Parmalat, Lactalis esce allo scoperto con l’11%

Nuovo attacco dei francesi al capitalismo italiano: dopo il fallimento delle mire di Groupama su Fonsai e lo stallo di Edf su Edison, è il colosso Lactalis a partire alla conquista di Parmalat con l’appoggio di SocGen. Il gruppo transalpino, forte di 10 miliardi di fatturato in tutto il mondo, ha ufficializzato di possedere l’11,42% di Collecchio, che supera il 14% considerando che al 7,28% diretto si affianca un equity swap (sempre costruito da SocGen) su un altro 7%, già esercitato per il 4,14%.
Una dichiarazione di guerra, corroborata dal fatto che Lactalis ha messo in chiaro di voler diventare l’azionista «industriale di riferimento» di Parmalat.
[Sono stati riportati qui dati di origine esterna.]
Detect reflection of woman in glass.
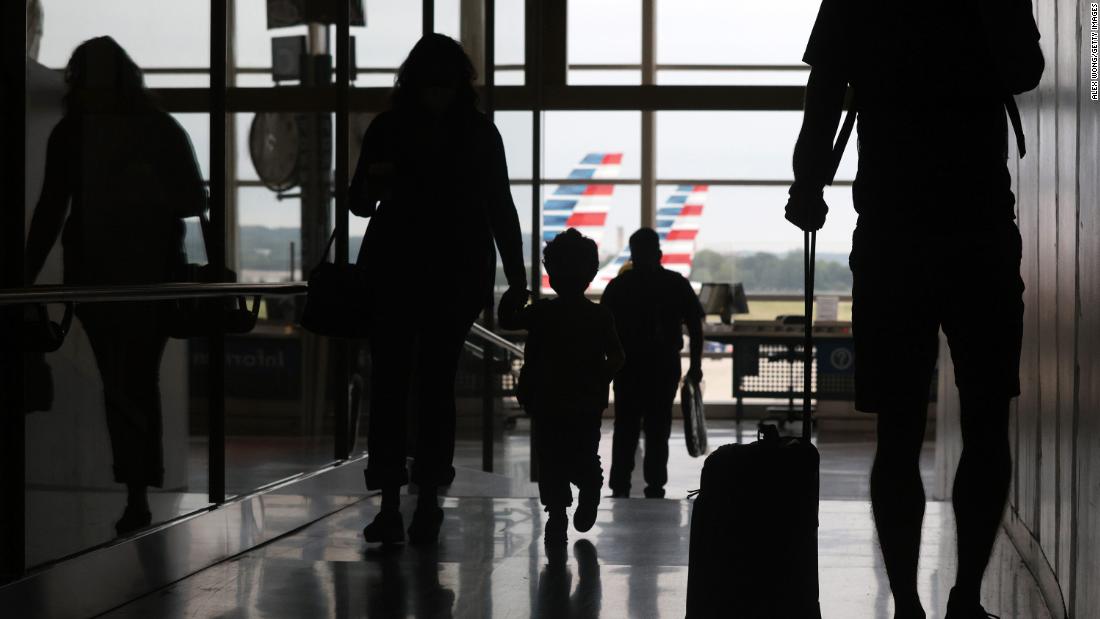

Non solo Parigi è pronta a crescere ancora, senza però superare la soglia del 30%, limite oltre il quale scatterebbe l’Opa obbligatoria. L’invito potrebbe essere rivolto ai fondi esteri Skagen-Mackenzie-Zenit (15,3% del capitale). Ma questi hanno di recente smentito qualsiasi trattativa con Parigi e autorevoli fonti, nella serata di ieri, indicavano i francesi di Lactalis «al polo opposto» rispetto ai fondi, che puntano sull’italianità. Nei piani dei francesi la conquista di Parmalat deve comunque consumarsi senza offrire ai piccoli azionisti alcuna opportunità, così come voleva fare Groupama con il gruppo Ligresti prima di ricevere lo stop della Consob. L’attacco di Lactalis diventa realtà al termine di una giornata irreale in Borsa, dove Parmalat ha strappato al rialzo fino al 10%, per poi sgonfiarsi e chiudere a 2,5 euro (+0,8%) tra scambi pari al 9,8% del capitale. Un volume enorme, soprattutto se sommato al 10% di martedì e mercoledì. Il primo terreno di scontro è il rinnovo del consiglio di Parmalat (i termini per la presentazione delle liste scadono questo pomeriggio alle ore 18): ci saranno la squadra di Lactalis (che sembra pronta a salvare Bondi), quella dei fondi esteri che sono invece intenzionati a licenziare l’ad, i candidati di Intesa e quelli di Assogestioni.
L’unica risposta industriale italiana è quindi al momento quella di Ca de’ Sass. La superbanca vorrebbe assicurarne la «continuità» della gestione, facendo in modo che Bondi rimanga nel board (magari come presidente). Da tutelare, infatti, non c’è solo la storia del gruppo agroalimentare ma l’intera filiera del latte. Un aspetto molto sentito nei palazzi politici italiani, dove il ministro per lo Sviluppo economico, Paolo Romani si è detto «molto favorevole» a una cordata italiana. Stando ai numeri, la difesa di Ca de’ Sass (cui fa capo il 2,4%) appare però disperata visto che la composizione del cda dipende da un criterio proporzionale. A meno che, da qui al primo di aprile (termine ultimo per rastrellare le azioni e votare) non prenda corpo una cordata di «interesse nazionale», magari con qualche Fondazione. Al momento solo Granarolo ha aperto a un interesse, mentre nicchiano gli altri potenziali protagonisti e la stessa Mediobanca (titolare dell’1,9%) sembra disposta a muovere solo in presenza di un progetto serio.
Lactalis rivendica comunque un progetto industriale e proprio per questo di voler evitare l’Opa.

Il gruppo della famiglia Besnier - già presente in Italia da 14 anni con i marchi Galbani, Locatelli, Invernizzi e Cademartori - aggiunge che punterebbe a fare in modo che entrambi i gruppi offrano una gamma completa di prodotti nelle industrie lattiero-casearie. In particolare «la capillare presenza di Lactalis a livello mondiale potrebbe rappresentare un volano di espansione per Parmalat», di cui i francesi valorizzerebbero i marchi.